Regulation from a
Ronald F. Pollack
In 1995, nearly three out of four Americans with health insurance coverage provided by their employers received their health care through managed care plans: health maintenance organizations (HMOs), preferred provider organizations, and point-of-service plans. This is a dramatic change from a decade earlier, when fewer than three out of ten people were enrolled in such plans. 1 The rapid rise of managed care was spurred by the dramatic escalation in health care spending in the late 1980s and early 1990s. As health care budgets grew dramatically, many consumers were encouraged —or required—to sign up for managed care through the employer or government programs (Medicaid and Medicare) that paid a large part of the bill for their care.

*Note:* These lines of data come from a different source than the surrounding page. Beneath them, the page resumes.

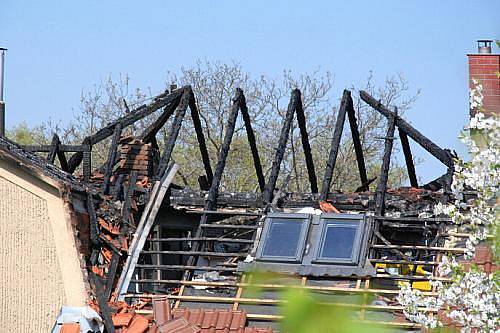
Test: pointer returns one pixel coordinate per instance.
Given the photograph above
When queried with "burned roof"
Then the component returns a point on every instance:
(36, 164)
(150, 240)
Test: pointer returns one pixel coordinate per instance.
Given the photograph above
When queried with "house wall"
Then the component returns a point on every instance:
(39, 264)
(483, 67)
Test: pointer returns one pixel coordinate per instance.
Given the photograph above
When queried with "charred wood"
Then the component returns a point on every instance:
(301, 120)
(408, 158)
(413, 133)
(280, 152)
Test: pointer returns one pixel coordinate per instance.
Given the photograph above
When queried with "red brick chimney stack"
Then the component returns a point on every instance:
(483, 67)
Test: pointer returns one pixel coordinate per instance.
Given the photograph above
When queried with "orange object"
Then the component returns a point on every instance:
(70, 328)
(122, 319)
(99, 271)
(327, 207)
(139, 324)
(115, 230)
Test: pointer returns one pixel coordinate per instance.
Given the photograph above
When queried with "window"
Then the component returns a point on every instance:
(284, 237)
(340, 238)
(313, 245)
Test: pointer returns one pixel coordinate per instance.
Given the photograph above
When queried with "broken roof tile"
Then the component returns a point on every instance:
(122, 319)
(70, 328)
(213, 320)
(161, 311)
(139, 324)
(178, 325)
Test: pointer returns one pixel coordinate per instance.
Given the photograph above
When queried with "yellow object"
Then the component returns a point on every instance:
(407, 269)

Managed care was seen as a necessary component of the drive to bring health costs under control. The traditional fee-for-service health care system—in which patients first sought care, then asked their insurance plans to pay for it—was believed to have offered perverse incentives that drove up spending. Consumers could see any doctor, whether generalist or specialist, as often as they wanted: the choice was theirs. Doctors and hospitals were rewarded for providing more services, regardless of their value or necessity. Managed care turned this system on its head. Incentives that encouraged providers to see patients frequently and to test and treat them aggressively were replaced by incentives that encouraged the delay or denial of care.